Dr. Oce Madril: Kita Harus Berusaha Lebih Keras dalam Pemberantasan Korupsi

Oleh Adi Permana

Editor Adi Permana

*Direktur Pusat Kajian Anti Korupsi (PUKAT) UGM Dr. Oce Madril. (Foto: Dok. Humas ITB)



BANDUNG, itb.ac.id – Mengapa korupsi harus diberantas menjadi pertanyaan pembuka yang disampaikan oleh Dr. Oce Madril, Direktur Pusat Kajian Anti Korupsi (PUKAT) UGM, sebagai narasumber pada kuliah umum Studium Generale KU-4078 pada Rabu (20/11/2019) di Aula Barat ITB. Oce mengatakan sudah banyak sekali kasus korupsi yang sangat merugikan masrayakat baik yang dampaknya dirasakan secara langsung maupun jangka panjang.

Ia mencontohkan, salah satu kasus korupsi yang memiliki dampak kerugian besar adalah kasus korupsi e-KTP. “KTP itu merupakan hak paling mendasar kita sebagai penduduk, identitas kita. Hampir seluruh pengurusan berkas membutuhkan e-KTP sebagai berkas pendukung. Itu baru satu kasus, belum lagi korupsi di bidang lainnya,” ujarnya.

Menurutnya, pemberantasan korupsi punya peran menyelamatkan masyarakat, menyelamatkan fasilitas-fasilitas publik, dan menyelamatkan pembangunan. Oleh karena itu, pemberantasan korupsi sangat penting dilakukan sehingga perlu usaha lebih keras dari semua pihak. 

Oce juga mengatakan bahwa Perserikatan Bangsa-Bangsa (PBB) sejak 2003 sudah menganggap korupsi sebagai extraordinary crime. Maksudnya adalah karena dampak dari korupsi dapat menganggu keberlangsungan berbagai sektor seperti human security, kualitas hidup masyarakat, pelayanan publik, demokrasi, dan sektor ekonomi.

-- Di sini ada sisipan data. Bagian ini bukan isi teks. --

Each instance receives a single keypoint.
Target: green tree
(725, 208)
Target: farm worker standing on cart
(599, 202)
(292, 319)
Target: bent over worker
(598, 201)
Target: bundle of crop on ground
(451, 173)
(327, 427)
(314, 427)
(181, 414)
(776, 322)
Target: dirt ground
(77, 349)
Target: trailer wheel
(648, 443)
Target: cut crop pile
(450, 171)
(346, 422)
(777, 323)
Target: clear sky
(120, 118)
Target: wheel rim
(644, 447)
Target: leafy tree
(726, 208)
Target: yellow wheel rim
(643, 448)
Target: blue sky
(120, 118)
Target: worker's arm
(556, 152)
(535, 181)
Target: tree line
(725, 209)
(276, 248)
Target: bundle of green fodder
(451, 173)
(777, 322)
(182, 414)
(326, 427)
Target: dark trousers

“Apakah kita bisa keluar dari ancaman tersebut (korupsi)? Sekarang coba Anda bayangkan bagaimana bupati dan gubernur bisa membangun suatu daerah apabila mereka merasa APBD adalah haknya seorang dan jabatan adalah miliknya? Sehingga, ketika ada orang yang menginginkan jabatan tersebut orang harus membelinya dan sayangnya, hal itu terjadi. Hal ini mencemaskan, karena adanya peningkatan jumlah kepala daerah yang di OTT (Operasi Tangkap Tangan) oleh KPK. Adanya keterlibatan kepala daerah dalam praktik transaksi jabatan, alokasi dana untuk layanan publik, dan APBD disalahgunakan,” jelasnya.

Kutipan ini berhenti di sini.